License Plate Tracking for the Average Citizen
Wired News is reporting that big-brother license plate tracking systems may soon be available to the average citizen. Privacy advocates, however, worry that personal information and associated movement could be used inappropriately by marketing companies. From the article: "Bucholz, who designed some of the first mobile license plate reading, or LPR, equipment, gave a presentation at the 2006 National Institute of Justice conference here last week laying out a vision of the future in which LPR does everything from helping insurance companies find missing cars to letting retail chains chart customer migrations. It could also let a nosy citizen with enough cash find out if the mayor is having an affair, he says."
This is really big brother.
Mindless hyperbole makes you look like a tin-foil hatter. This is nothing like Big Brother. The point of the telescreens in 1984 was to eliminate private discussion, and, therefore, dissent, by placing them everywhere, even in people's private homes, by law. How the fuck does having people see where you drive do any of that?
Not every loss of privacy is automatically like Big Brother. You embarrass real privacy advocates when you do this. "Think of Big Brother!" is the privacy tin-foilers equivalent of "Think of the children!" Get a grip. This may by a bad thing in terms of privacy but it's not even remotely like Big Brother.
- Driving a car is a privilege, not a right.
- Driving a car is a public act, so no one can have any expectation of privacy.
It's time to start cracking down on car usage, given how much ecological damage cars do. When driving becomes less and less attractive, maybe the people will see the light and demand practical public transit!
Massachusetts. It figures. A state which already has loose morals is also home to crooked cops.
And people wondered if Massachusetts's recent problems accepting American morality would have any effect on law and order. I guess that's been answered.
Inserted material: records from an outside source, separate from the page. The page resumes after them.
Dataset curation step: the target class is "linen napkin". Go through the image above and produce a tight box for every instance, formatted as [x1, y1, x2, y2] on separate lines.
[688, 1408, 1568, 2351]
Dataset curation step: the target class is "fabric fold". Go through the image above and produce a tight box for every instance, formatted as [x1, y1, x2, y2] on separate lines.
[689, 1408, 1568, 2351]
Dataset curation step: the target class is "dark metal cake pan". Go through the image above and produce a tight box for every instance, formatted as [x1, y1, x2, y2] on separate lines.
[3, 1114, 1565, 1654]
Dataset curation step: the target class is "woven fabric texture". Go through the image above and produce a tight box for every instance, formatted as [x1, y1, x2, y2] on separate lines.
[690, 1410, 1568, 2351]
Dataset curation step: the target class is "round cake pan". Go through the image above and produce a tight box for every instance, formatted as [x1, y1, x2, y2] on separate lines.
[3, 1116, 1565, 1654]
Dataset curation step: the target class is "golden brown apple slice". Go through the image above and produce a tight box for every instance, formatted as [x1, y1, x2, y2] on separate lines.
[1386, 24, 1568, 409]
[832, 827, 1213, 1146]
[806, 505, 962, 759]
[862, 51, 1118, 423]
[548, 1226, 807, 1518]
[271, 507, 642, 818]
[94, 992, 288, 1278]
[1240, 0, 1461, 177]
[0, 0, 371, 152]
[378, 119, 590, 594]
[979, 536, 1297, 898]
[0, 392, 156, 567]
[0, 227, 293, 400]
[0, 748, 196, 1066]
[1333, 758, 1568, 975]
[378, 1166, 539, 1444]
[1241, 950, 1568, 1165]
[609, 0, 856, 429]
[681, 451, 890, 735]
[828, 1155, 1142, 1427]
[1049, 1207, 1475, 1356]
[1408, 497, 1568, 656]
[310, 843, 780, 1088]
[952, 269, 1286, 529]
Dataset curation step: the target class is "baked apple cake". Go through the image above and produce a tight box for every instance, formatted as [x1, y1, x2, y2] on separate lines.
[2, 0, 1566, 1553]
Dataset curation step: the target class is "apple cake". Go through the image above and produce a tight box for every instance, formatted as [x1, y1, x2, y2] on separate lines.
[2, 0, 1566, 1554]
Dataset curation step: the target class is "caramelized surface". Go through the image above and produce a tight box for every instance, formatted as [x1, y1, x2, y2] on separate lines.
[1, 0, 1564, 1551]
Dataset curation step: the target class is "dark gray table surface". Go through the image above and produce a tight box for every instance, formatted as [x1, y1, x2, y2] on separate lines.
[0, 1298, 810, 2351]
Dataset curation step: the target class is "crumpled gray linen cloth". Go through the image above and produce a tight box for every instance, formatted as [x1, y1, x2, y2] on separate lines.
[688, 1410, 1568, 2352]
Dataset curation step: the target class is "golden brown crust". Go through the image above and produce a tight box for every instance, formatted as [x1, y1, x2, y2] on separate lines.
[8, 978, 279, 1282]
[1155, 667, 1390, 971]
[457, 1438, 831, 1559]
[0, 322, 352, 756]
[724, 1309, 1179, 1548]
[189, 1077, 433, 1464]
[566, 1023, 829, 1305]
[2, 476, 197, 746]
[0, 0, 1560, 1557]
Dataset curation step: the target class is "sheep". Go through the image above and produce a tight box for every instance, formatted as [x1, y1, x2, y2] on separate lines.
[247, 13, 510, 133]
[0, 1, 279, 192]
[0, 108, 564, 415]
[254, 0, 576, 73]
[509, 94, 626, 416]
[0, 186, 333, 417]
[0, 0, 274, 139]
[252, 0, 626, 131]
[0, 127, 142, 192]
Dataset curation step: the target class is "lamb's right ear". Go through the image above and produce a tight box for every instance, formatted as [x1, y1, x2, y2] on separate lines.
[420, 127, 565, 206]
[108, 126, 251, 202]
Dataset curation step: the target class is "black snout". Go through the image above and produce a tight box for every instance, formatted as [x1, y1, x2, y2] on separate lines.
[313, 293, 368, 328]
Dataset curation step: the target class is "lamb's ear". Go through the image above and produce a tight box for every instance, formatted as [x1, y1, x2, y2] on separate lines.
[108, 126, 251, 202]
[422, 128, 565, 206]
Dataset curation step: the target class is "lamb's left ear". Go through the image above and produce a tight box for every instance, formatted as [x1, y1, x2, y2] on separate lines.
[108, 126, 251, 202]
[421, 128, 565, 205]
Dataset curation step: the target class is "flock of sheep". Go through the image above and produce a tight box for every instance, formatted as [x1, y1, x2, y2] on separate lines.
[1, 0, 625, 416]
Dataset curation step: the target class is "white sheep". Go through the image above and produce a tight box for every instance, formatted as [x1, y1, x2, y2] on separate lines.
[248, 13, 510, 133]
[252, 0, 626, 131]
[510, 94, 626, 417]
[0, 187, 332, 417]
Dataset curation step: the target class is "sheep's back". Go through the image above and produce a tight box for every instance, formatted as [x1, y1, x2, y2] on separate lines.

(For those who don't know, Massachusetts recently refused to debate a measure to ensure the sanctity of marriage, instead delaying it until next year. Instead they argued the incredibly pointless, like whether or not official state documents should be accessible to blind people. It's really not all that surprising that Massachusetts is home to crooked cops when you consider the politicians they have there. Their senior senator is well known for killing someone while driving drunk, and their junior senataor lied about war injuries to gain military medals. Not a state I'd like to live in.)